Cuatro años después de publicar su libro, Bayo comenzaría a entrenar a Fidel Castro, al Che Guevara y al resto de su grupo. Sorprendentemente, en la bibliografía oficial cubana sobre Bayo se dice que publicó tan sólo dos libros, sin citar el de 1950.
Trujillo se preocupó mucho por Bayo, tanto así que en sus archivos aparece una foto del mismo, tomada en una calle en México.
A quien Luperón le trajo mucha suerte fue a Joaquín Balaguer. En 1947 había sido nombrado embajador en Honduras y en 1948 en México. En 1949, 15 días antes de la expedición del exilio antitrujillista de Luperón del 19 de junio, recibió en México la visita de un ingeniero republicano español llamado Máximo Muñoz, quien lo puso al tanto sobre los detalles de la misma. Informó inmediatamente a Trujillo, quien de seguidas envió a México a Anselmo Paulino. Muñoz fue traído a Santo Domingo. Se entrevistó con Trujillo el 16 de junio, según la Embajada americana, la cual también visitó. Estaba preparando con Trujillo un plan para atrapar a los expedicionarios, pero estos llegaron tres días después del arribo de Muñoz.
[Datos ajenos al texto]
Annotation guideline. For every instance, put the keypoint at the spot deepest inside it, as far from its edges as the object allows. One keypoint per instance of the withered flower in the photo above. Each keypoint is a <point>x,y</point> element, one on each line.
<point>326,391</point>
Cinco meses y medio después del fracaso de la expedición y después de cinco años en el extranjero en varios cargos diplomáticos, Balaguer retornó al país como secretario de Educación, llegando luego a ser canciller en 1953, secretario de la Presidencia en 1956, vicepresidente de la República en 1957 y, al momento de la muerte de Trujillo, presidente. El resto se sabe.